In one study in particular, subjects were paired into groups with subjects of another race to interact in discussions on areas such as affirmative action and criminal profiling to create a mentally taxing situation for individuals who scored low on the IMS (The Internal motivation to respond without prejudice scale) which measures someone's drive to stay away from any racial stereotyping in speech or action. This might require some mental control.. no?
Well, the results were undeniable… same race pairs experience almost no glucose depletion where as mixed race pairs experienced massive glucose depletion… Now even though nearly all of the brain’s activities consume some glucose, most cognitive processes are relatively unaffected by subtle or minor fluctuations in glucose levels within the normal range. Controlled, effort-ful processes that rely on higher executive function however turned out to be HIGHLY SUSCEPTIBLE to normal fluctuations in glucose.
So what does this mean for the average person who's interacting with, communicating to and attempting to gain the cooperation of someone on a daily basis? Well you may not find yourself in a racially mixed group discussing affirmative action frequently, but think outside the box a little bit… When your boss is grilling you because you asked for a raise, effectively communicating to him while suppressing the desire to tell him to shut up may tax you. What about trying to get a date with the new girl, fro the last 20 minutes of her cat story you have to suppress your compulsion to tell her you don't care... How about closing the sale... Man do you just want to tell them "just sign the darn contract so we can get on with our lives". Well you see where I am going with this...

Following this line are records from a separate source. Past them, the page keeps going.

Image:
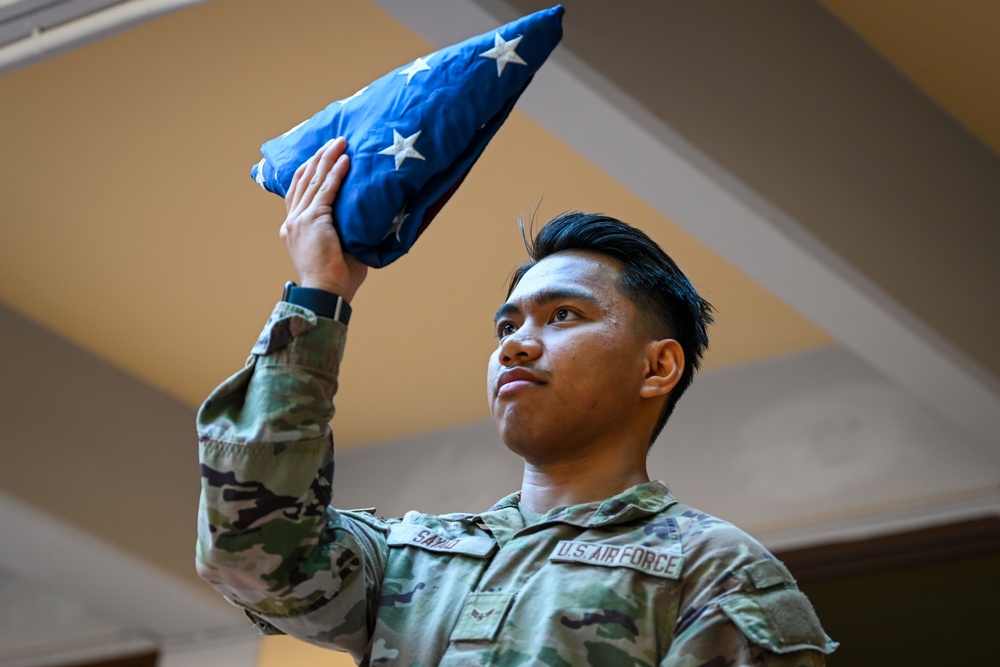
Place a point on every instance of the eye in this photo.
(505, 329)
(563, 315)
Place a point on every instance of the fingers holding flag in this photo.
(308, 230)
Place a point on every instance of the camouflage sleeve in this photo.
(740, 607)
(267, 538)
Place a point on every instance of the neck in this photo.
(561, 483)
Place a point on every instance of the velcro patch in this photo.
(425, 538)
(656, 562)
(481, 616)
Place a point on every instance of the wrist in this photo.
(324, 302)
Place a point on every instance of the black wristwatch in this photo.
(321, 302)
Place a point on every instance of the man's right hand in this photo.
(308, 231)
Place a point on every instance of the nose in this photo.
(520, 347)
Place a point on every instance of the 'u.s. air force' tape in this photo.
(664, 563)
(414, 134)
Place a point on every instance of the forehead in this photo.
(589, 271)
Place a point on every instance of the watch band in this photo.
(321, 302)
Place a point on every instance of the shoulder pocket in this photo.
(774, 614)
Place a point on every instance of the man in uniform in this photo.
(591, 563)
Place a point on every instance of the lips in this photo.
(515, 379)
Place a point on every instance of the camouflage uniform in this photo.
(638, 579)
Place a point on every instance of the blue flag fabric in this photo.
(414, 134)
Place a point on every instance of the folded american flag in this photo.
(414, 134)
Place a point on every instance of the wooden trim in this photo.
(139, 660)
(890, 552)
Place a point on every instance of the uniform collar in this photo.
(633, 503)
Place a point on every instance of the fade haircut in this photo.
(667, 302)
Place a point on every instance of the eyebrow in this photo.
(544, 297)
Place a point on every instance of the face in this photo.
(570, 359)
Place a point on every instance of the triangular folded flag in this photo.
(415, 133)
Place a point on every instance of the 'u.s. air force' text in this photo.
(657, 562)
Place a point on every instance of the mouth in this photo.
(517, 379)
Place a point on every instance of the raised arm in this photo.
(267, 538)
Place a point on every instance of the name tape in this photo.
(425, 538)
(655, 562)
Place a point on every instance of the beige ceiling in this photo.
(132, 228)
(950, 50)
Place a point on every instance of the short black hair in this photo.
(648, 276)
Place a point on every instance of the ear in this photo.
(665, 365)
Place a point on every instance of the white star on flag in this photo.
(503, 52)
(402, 147)
(418, 65)
(397, 224)
(295, 128)
(357, 94)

A professional communicator needs to be aware of this fact so that they can best prepare themselves for any potentially “taxing” interactions that they see coming their way. But have no fear, if you find that your sugar levels are low or your not feeling “on”, there are a number of quick fixes. Ideally you will eat some fruit if it's available, but lemonade or any other juices (theres the pun...) including a good cold Red Bull will do the trick. In fact, Red Bull or other glucose laden drinks will have a quicker effect. Fructose (fruit sugar) breaks down into glucose more slowly, but is healthier. Processed sugar is already there so it will affect you quicker.
Once you have glucose in your system, it is absorbed into
the bloodstream at a rate of 30 calories per minute and after about 10 minutes
can be metabolized to the brain. Now, everybody knows that you fell "better" after eating, especially sugar. What is important here is that mental energy isn't just a fluffy perception, it is real, it is measurable and can be depleted. Can you drive your car without gas by "focusing"???
So if you have a “make it or break it” sales appointment or you're coming home late and you know that your spouse will be waiting up for a sneak attack, take a quick mental check and make sure that everything feels in line. If not grab some Red Bull and start working on your communication strategy before your pending communication... You’ll be glad you did…
*Disclaimer. This article is not advocating the usage of Red Bull or any other products. The author of this article is not a medical doctor and the information should not be held as prescribed medical advice as dictated by the AMA. Usage of any products containing sugar are done at your own risk.